The AI Rollercoaster: A Tale of Triumph and Tribulation
AI is a force to be reckoned with, a double-edged sword if you will. It can be your best friend or your worst enemy, depending on how you play your cards.
Take it from Dan Rosensweig, the CEO of Chegg, an online tutoring company. He had a first-hand experience of AI’s disruptive power when a weaker-than-expected revenue forecast, attributed to ChatGPT, caused the company’s share price to nosedive by 48% overnight. Rosensweig, in his candid style, admitted to becoming the “poster child for how AI can mess you up.” He confessed to losing 100,000 paying Chegg subscribers with the launch of free service ChatGPT 4 in April. His take on AI readiness? “I don’t think anybody’s A.I. ready; I don’t think anybody knows what ‘A.I. ready’ means.”
The AI Silver Lining
But it’s not all doom and gloom. Other executives are cautiously optimistic about AI’s potential to strengthen customer relationships. Amit Patel, CEO and president of Rakuten, a discount shopping platform with a market cap of $8.5 billion, sees promise in using AI at checkout. Patel believes that AI can help convert a portion of the $20 billion abandoned in Rakuten shopping carts annually into sales. The goal? To make the checkout process fast, easy, and joyful.
The AI Conundrum
However, for many companies, big and small, there are still a lot of questions about how to best utilize AI in customer-oriented parts of their businesses.
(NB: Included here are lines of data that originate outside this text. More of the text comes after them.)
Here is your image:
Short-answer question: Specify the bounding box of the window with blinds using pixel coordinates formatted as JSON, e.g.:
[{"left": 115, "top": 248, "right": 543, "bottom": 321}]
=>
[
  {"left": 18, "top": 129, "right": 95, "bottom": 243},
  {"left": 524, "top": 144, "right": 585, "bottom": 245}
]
Brad Hiranaga, the chief brand officer at Cotopaxi, and Jim Steele, Salesforce’s president of global strategic customers and partners, both expressed uncertainty about the impact of AI on their businesses.
Steele’s team has been working on an AI rollout plan, focusing on data separation, governance, and employee readiness. But he admits, “It’s a challenge. We manage more customer data than any company on the planet.”
AI is a force that can bring customers closer, or take them away. It’s a wild ride, but one that’s worth taking.